Structure, diversity and oxytocin-like sequence motif of plant cyclotides. (A) Cyclotides comprise the typical structural cyclic-cystine-knot motif, characterized by three disulfide bonds (shown in yellow) in a knotted arrangement (two disulfide bonds and the adjacent backbone segments from a ring that is threaded by the third disulfide bond). Cys-residues are numbered with Roman numerals, loops are indicated in red. The characteristic anti-parallel beta sheets are colored in cyan. (B) The diversity of cyclotides is pointed out by the number of to sequence permutations discovered to date. The wheel diagram shows the sequence of the typical cyclotide kalata B1; residues, disulfide bonds, and loops are colored/labeled according to (A). (C) Sequence alignment of human oxytocin with selected cyclotides (www.cybase.com.au).

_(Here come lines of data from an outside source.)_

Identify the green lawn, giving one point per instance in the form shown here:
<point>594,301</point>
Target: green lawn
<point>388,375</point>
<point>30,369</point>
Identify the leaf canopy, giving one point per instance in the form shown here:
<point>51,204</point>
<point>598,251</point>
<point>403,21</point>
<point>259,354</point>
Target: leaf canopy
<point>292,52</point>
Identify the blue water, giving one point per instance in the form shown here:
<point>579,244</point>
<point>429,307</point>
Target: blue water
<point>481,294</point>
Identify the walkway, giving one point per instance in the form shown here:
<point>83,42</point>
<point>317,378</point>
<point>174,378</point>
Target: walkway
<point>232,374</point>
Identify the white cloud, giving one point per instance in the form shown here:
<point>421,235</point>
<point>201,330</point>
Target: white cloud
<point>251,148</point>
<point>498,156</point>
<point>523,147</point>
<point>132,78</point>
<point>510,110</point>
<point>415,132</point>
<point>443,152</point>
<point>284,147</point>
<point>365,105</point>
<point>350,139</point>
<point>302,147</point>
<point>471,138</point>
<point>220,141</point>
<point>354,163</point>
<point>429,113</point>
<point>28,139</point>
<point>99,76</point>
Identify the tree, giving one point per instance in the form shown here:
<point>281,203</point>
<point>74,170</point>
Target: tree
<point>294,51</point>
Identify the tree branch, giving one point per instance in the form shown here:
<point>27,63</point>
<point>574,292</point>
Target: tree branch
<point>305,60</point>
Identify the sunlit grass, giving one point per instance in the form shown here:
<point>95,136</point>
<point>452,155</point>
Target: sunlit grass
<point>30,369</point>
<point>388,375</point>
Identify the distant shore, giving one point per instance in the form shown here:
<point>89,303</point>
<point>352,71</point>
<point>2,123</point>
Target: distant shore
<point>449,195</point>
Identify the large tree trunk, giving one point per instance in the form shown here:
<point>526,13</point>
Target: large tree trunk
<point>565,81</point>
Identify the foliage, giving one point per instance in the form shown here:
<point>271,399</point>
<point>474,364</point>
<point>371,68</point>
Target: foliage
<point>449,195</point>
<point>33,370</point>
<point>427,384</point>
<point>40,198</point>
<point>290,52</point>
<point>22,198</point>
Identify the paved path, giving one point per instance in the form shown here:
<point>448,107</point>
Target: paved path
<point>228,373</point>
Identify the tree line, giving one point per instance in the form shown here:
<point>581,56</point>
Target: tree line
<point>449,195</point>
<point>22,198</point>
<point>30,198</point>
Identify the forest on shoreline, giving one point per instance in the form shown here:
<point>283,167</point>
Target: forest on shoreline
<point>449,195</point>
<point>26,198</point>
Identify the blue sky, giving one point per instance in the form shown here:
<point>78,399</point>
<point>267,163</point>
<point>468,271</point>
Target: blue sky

Some cyclotides and oxytocin share one or both of the activity-bearing sequence elements YxxN and CxxG.

Fig. (5)

Amino acid sequences of oxytocin and vasopressin. The amino acid of mature oxytocin and vasopressin peptide hormones is presented. The two differences in each of the peptides are highlighted in blue. Disulfide bonds are indicated.

Fig. (6)

Workflow for the search for GPCR agonists and antagonists. The identification of agonists and antagonists works generally via the same methodological workflow (1) Identification of the structural motifs required for binding, (2) systematic modifications of single residues not important for receptor recognition, (3) biological characterization, (4) combined modifications guided by the results obtained, (5) biological characterization and (6) peptidomimetic design and improvement of bioavailability.